I am just back from England & Belgium, finishing the last bits of research for my New Book! While in London, I was staying on Stratford Place, which reminded me that 2016 is the 400th anniversary of Shakespeare’s death. I mentioned, while lunching with my wonderful literary agents, Andrew Nurnberg & Associates, that since Shakespeare has a small walk-on part in my book, I’d like to go to the Globe Theatre and see one of my favorite Shakespeare plays: A Midsummer Night’s Dream. They confirmed that all the performances, even standing room in the pit, were sold out. So I did what any creative writer would do: I had cocktails at the Connaught hotel (where I used to stay) and asked the concierge if he could get me reasonably-priced tickets. And he did!
It was the performance of a lifetime! So much fun that everyone on-and-offstage was dancing, singing, clapping, laughing. Shakespeare himself seemed to be among us, no longer a musty bard studied by stuffy scholars, but an official “King of Mirth,” a celebrant of the great midsummer Solstice!
(Find more about Solstice, the day when the sun stops and heads south, see my earlier newsletter: click here)
Ticket and Program for Midsummer Night’s Dream at Globe
The World’s a Stage
The interior of the newly restored Globe, at below, is constructed of beams of Green Oak, the tree most sacred to the Druids.
Interior of new Globe Theatre
Modern Globe (bookcase)
at Victoria and Albert Museum
As Shakespeare seems well aware, tonight, Midsummer Eve, is one of the eight great Celtic fire festivals. It is a time suspended, as the sun prepares to “turn in its course,” a night when things turn topsy-turvy.

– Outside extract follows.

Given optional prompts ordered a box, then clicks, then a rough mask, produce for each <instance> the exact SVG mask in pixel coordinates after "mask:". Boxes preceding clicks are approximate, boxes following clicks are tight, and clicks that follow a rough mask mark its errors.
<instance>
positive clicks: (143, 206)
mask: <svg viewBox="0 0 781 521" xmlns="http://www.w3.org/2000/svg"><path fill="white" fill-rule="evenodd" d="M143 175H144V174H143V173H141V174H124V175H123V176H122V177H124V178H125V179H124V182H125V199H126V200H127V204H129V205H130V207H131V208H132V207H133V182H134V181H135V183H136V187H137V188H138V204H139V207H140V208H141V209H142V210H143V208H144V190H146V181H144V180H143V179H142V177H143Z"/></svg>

In the Languedoc (“Language of the Oak,” in the ancient Celtic tree language), Midsummer Night is ruled by the god of misrule, mischief and mirth (represented here by Puck) when anything after sunset can, and will, happen. But all is made right by dawn.
You can walk around and inside this globe that is really a bookcase without walls, at the Victoria & Albert Museum in London.